So far this year it looks like I'm averaging about 30 books a month.  That's lower than last year, but I am spending more time after work doing things with DH than reading, so it's OK.
But reading is my hobby.  I don't watch much television and I have no kids.  Reading is my main means to unwind when things are stressful.  If I go too long without reading, I get really cranky.


----------



## jbh13md (Aug 1, 2010)

Andra said:


> So far this year it looks like I'm averaging about 30 books a month. That's lower than last year, but I am spending more time after work doing things with DH than reading, so it's OK.
> But reading is my hobby. I don't watch much television and I have no kids. Reading is my main means to unwind when things are stressful. If I go too long without reading, I get really cranky.
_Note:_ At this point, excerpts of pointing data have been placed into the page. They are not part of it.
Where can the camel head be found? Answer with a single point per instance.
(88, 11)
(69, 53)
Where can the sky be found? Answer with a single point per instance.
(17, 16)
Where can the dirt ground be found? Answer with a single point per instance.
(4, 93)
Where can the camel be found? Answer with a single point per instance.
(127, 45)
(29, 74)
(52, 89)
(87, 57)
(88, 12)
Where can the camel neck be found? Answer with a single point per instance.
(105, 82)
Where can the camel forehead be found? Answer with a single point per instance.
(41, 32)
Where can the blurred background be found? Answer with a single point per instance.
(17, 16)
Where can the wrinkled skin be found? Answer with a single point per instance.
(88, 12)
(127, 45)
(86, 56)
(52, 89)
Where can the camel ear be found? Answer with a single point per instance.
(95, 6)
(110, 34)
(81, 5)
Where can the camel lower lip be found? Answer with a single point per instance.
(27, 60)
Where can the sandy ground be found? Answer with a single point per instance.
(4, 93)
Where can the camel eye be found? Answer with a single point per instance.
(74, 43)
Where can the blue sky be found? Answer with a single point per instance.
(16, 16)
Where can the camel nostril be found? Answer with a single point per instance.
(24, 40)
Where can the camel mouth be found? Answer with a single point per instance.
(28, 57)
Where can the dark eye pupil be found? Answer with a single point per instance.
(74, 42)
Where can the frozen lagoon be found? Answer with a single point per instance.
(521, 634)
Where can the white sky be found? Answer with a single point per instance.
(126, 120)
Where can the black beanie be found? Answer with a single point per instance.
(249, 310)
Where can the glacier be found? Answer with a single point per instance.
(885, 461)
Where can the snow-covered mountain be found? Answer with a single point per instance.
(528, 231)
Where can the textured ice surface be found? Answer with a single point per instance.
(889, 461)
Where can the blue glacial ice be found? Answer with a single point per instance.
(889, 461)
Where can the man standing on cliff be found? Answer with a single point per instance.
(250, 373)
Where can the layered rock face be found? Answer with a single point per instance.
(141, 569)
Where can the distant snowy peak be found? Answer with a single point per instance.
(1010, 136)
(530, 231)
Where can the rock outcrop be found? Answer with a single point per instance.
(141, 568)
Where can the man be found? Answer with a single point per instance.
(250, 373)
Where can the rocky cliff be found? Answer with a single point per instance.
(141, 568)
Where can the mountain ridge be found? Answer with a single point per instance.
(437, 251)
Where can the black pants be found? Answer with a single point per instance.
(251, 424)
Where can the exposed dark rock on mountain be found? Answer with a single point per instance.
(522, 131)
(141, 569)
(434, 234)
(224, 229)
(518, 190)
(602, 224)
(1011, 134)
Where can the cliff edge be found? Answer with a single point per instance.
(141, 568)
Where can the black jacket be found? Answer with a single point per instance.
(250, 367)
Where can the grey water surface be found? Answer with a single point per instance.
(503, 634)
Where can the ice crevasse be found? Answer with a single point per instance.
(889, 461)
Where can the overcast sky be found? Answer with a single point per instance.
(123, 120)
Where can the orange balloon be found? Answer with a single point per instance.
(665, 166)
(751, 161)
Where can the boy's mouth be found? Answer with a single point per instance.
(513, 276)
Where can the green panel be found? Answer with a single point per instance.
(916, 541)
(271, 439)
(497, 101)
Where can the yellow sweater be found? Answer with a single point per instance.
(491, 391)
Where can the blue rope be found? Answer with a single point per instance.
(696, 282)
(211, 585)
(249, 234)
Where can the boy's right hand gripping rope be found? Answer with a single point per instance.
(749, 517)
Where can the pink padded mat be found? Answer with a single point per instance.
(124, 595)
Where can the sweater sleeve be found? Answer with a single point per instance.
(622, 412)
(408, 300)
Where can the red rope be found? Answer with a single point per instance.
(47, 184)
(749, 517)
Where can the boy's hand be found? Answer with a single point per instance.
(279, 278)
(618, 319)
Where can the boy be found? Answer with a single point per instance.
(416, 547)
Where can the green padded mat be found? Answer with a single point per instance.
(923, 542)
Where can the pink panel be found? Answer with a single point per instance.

30 books. That's awesome. I feel good when I read half that many in a month.


----------



## William Meikle (Apr 19, 2010)

Vianka Van Bokkem said:


> *have you read so far this year?* *Did you ever try to write a book?*
> 
> Vianka Van Bokkem


43 read this year so far, and 2 novels written. (and 24 short stories and a film script.)

In the past 20 years I've read over 1000 in total, and written 18 novels, over 300 short stories and a dozen film scripts.

I read.

I write.

A lot.


----------



## Fireheart223 (Oct 3, 2010)

I have close to 80 books on my Kindle, accumulated over the last 7 months. I'd say I normally read give-or-take about two books per week, depending on the length of the books.


----------



## Vianka Van Bokkem (Aug 26, 2010)

williemeikle said:


> 43 read this year so far, and 2 novels written. (and 24 short stories and a film script.)
> 
> In the past 20 years I've read over 1000 in total, and written 18 novels, over 300 short stories and a dozen film scripts.
> 
> ...


Wow, your reading and writing is very impressive! Good job


----------



## Vianka Van Bokkem (Aug 26, 2010)

I want to say "Thank you" to everyone for sharing your nice numbers  


Vianka


----------



## Cliff Ball (Apr 10, 2010)

Having been a English major and graduating in May, I would estimate I have read 50 to 60 books a year, which includes the novels I usually read for personal enjoyment.  In the last two years, I began keeping track  in Word what I read, mostly because I have so many physical copies of books, that I've begun to lose track. I used to read a lot more, but I kind of gotten burned out from reading for school.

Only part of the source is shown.